Traditionally in pharma we tend to be rational and scientific and be constrained by what can be signed off medically. In our experience some brand teams do invest the time and creativity in building a Brand Portrait and defining a Brand Personality which then goes on to shape brand campaigns and more. We can use different models such as Keller’s Brand Equity Model, the classic favourite the ‘Brand Onion’ or ‘Brand Wheel’ or the Brand Positioning Model to help us shape how we want our customers to perceive our brand, what we would like it to stand for and how we will connect with our customers.

The models are there to guide our brand development but the riskier part, particularly in the current environment, is the ‘Brand Translation’. Once we have developed our insight-based, emotionally resonating brand and we know what it stands for, we need to ensure that every single communication, across every single channel, to every single customer, upholds and strengthens this brand – consistently. We need to consider how we:

  • Use images in communication
  • Make the most of colour association to connect with the brand
  • Plan the style and manner of our customer interactions
  • Consistently use the specific brand lexicon we have created to help signal key ‘on brand’ words and concepts
  • Deliver experiential internal training to customer-facing teams (both remote and in person) to ensure they are brand champions and can demonstrate authentically what is special and different about the brand and company they work for
  • Share our brand and the emotional connection through different channels and platforms.

The speed and scale of the explosion of channels that we are now using daily with our healthcare customers and people who use our medicines and solutions could lead to a real dilution of the impact of our brands. Many companies and teams transitioned to virtual and digital communication with excellent results – it was achieved in the spirit of necessity being the mother of all inventions.
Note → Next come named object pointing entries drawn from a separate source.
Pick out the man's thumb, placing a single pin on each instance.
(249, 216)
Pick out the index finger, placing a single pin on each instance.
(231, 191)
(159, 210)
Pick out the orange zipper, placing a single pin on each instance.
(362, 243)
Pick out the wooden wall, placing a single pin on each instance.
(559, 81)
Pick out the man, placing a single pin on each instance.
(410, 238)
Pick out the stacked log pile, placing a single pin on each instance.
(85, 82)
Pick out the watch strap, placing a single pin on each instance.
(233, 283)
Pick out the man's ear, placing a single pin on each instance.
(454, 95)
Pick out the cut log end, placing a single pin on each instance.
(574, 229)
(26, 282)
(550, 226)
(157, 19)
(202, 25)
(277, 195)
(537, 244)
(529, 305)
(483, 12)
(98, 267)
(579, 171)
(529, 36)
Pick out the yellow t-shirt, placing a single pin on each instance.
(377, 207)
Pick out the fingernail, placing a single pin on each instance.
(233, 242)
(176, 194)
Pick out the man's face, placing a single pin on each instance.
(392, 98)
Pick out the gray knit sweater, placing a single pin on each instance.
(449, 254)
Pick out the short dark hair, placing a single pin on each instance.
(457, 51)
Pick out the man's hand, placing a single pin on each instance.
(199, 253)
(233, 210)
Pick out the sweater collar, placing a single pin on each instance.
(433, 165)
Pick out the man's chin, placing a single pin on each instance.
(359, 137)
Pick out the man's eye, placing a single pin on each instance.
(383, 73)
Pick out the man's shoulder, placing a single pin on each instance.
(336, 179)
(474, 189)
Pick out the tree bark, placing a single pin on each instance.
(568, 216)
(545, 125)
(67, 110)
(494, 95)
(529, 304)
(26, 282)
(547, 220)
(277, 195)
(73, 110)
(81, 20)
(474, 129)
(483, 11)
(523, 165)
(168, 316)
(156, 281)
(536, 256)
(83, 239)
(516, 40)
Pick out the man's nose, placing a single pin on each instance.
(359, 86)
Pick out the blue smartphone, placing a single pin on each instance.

But now, when we are standing back with our client teams and reflecting on what has been learnt to enable them to plan effectively moving forward, we are realising that a robust and consistent translation of the brand across all activities may have been the casualty.

If we want to continue to reap the benefits of a strong brand, inspire our teams and share this passion with our customers, we need to plan our tactics, programmes and the channels we use with at least one eye on our brand. The first step towards improving this is to compare all the recent brand and communication materials side by side, looking for strong translation and removing/strengthening where the ‘brand’ has strayed. The best way to do this? Book in your team Branding Check meeting. Good luck!